Summary of the Book:
Structuring XML Documents is divided into 4 parts and has back
matter which includes an extensive "Index of Element Types and Attributes"
as well as a CD-ROM.
The first part of Structuring XML Documents provides general
background information which is required for mastery of the advanced topics
presented in the following parts of the book. In the first part of the book a
review of DTD syntax is provided. Again, this is a review and not a beginning
text. If you are not already familiar with SGML, this will not provide adequate
background. However, if you are just a bit "rusty" this portion of
Structuring XML Documents provides an excellent review. Also in this
part of the book, five (5) industry-specific DTDs are introduced. These DTDs
will serve as a basis for discussion of document design throughout the remainder
of the book. The DTDs which are highlighted in this text include:
- ISO 12083: (journals and books)
- DocBook: (software documentation)
- Text Encoding Initiative (TEI): (research-oriented materials)
- MIL-STD-38784: (technical documentation)
- Hypertext Markup Language (HTML): (Web documents)

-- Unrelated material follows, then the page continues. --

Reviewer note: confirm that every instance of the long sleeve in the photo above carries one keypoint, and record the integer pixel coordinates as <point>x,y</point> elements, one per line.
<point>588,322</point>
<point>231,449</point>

The second part of the book guides readers to review their goals and
requirements against the 5 selected model DTDs. It is the author's philosophy
(and mine as well) that if an industry standard DTD can be directly used or
adapted the project will move along much more quickly and surely than if a new
DTD was to be developed from the ground up. It is much more costly for an
organization to develop a unique DTD. Also it means that the organization
cannot take advantage of the lessons learned by those SGML pioneers who worked
many long years to develop the model DTDs featured in this text. It is true
that meeting an organizations functional requirements in an SGML/XML design is
of utmost importance. But I agree with Megginson that many good foundations
exist and that most goals can be met by working from an existing model.

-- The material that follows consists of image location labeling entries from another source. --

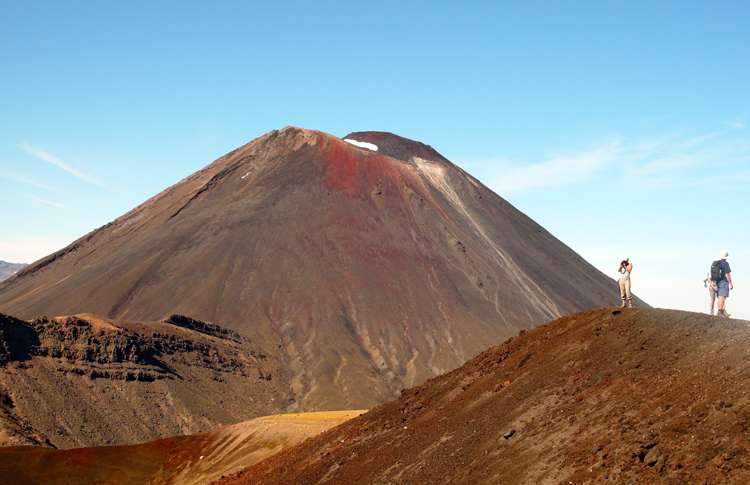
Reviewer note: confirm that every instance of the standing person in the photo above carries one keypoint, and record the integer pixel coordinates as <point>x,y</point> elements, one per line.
<point>721,280</point>
<point>711,290</point>
<point>625,268</point>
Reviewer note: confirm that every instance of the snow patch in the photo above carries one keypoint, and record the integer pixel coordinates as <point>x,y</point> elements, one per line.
<point>362,144</point>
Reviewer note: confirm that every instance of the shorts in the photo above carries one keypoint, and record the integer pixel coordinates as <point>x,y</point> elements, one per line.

Part three of the book focuses on advanced issues in DTD maintenance and
design. In particular, issues such as repetition and omissibility of elements
are highlighted. Also interchange considerations for document fragments are
highlighted. #CURRENT and SUBDOC are just two advanced features which are
discussed in these chapters. Perhaps the most useful portion of part 3 is the
discussion of how to customize each of the five model DTDs. Since in most
instances, customizing an industry standard DTD is the preferred strategy, tips
on how to customize each of the prominent models will be very useful to document
architects.
Part four of Structuring XML Documents shows the reader how
architectural forms (from the HyTime standard) can be used in DTD design.
Architectural forms are first introduced. Basic examples of how to use
architectural forms are given. And advanced uses of architectural forms are
also presented. This part of the book provides some mechanisms for dealing with
design situations which may not be resolved in any other way. My concern here
is the degree of available tool support for architectural forms. Since designs
must be implemented, the elegance gained by using advanced DTD design strategies
may suffer when faced with the realities of system implementation.

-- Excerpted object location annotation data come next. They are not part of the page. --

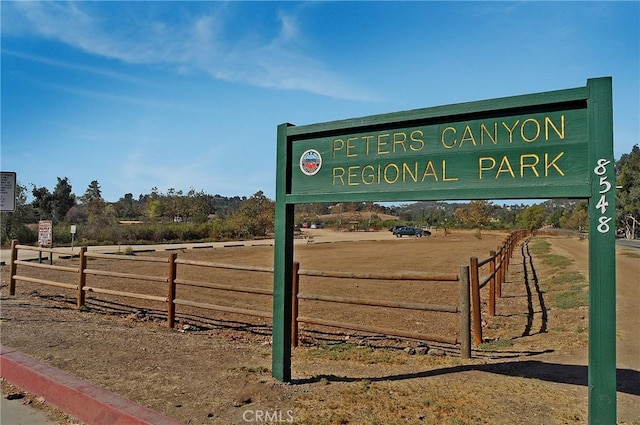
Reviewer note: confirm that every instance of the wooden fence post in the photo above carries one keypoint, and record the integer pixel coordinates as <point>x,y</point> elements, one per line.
<point>501,270</point>
<point>475,300</point>
<point>465,312</point>
<point>492,284</point>
<point>82,278</point>
<point>171,306</point>
<point>295,288</point>
<point>13,267</point>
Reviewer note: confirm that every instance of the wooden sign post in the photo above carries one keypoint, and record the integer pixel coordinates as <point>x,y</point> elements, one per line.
<point>546,145</point>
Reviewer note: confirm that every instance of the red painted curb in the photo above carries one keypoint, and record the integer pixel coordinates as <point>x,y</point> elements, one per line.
<point>81,399</point>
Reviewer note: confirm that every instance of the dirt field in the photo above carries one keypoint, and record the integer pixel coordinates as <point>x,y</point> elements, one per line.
<point>215,368</point>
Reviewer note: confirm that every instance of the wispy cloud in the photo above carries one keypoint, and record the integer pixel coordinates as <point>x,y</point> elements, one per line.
<point>80,68</point>
<point>193,37</point>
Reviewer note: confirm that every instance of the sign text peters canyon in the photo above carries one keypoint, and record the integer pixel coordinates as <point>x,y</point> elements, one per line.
<point>545,148</point>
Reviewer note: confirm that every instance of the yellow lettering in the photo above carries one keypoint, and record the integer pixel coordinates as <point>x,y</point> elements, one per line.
<point>407,170</point>
<point>505,167</point>
<point>429,170</point>
<point>484,130</point>
<point>351,146</point>
<point>399,139</point>
<point>482,167</point>
<point>382,143</point>
<point>368,177</point>
<point>337,174</point>
<point>524,164</point>
<point>444,173</point>
<point>338,144</point>
<point>386,173</point>
<point>367,139</point>
<point>548,123</point>
<point>352,174</point>
<point>467,135</point>
<point>453,145</point>
<point>548,164</point>
<point>417,137</point>
<point>510,130</point>
<point>537,131</point>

The back matter of Structuring XML Documents is a complete index of
all elements and attributes from the 5 model DTDs. I suppose the idea here is
that you can pick standard tag names from any of the standard DTDs to construct
your own DTD. While interesting, I question how valid a mix-and-match approach
really can be. In my experience designers want to begin with a standard model,
prune the model, and then add tags with specific meaning for their own
environment.
The CD-ROM includes a number of XML parsers. It is important to note that
most of the text in Structuring XML Documents appears to focus on SGML.
And discussions of advanced topics such as #CURRENT, which are not supported in
XML, reinforce my impression that this is primarily an SGML text. Very little
mention of XML can be found in the book. I would have expected some chapters
which presented a strategy to move each of the model SGML DTDs to be XML DTDs,
for example. I suppose the title is XML rather than SGML because of the
inclusion of XML parsers on the CD-ROM and because XML is currently a "hot"
topic.
Final Recommendation:
Structuring XML Documents is an excellent text for beginning
document designers. Although the book focuses on SGML and does not have
significant XML-specific content, it will clearly be useful to SGML and XML
designers alike. I particularly agree with and recommend Megginson's
development strategy to begin with a standard model DTD and customize that for
individual use. I also believe it is great to have all the most commonly used
DTD models in a single text where the designer can easily compare and contrast
them. And the tips for how to customize each model are invaluable. I will
certainly try the XML parsers included in the book as I prepare upcoming issues
of XML Filesfor
the GCA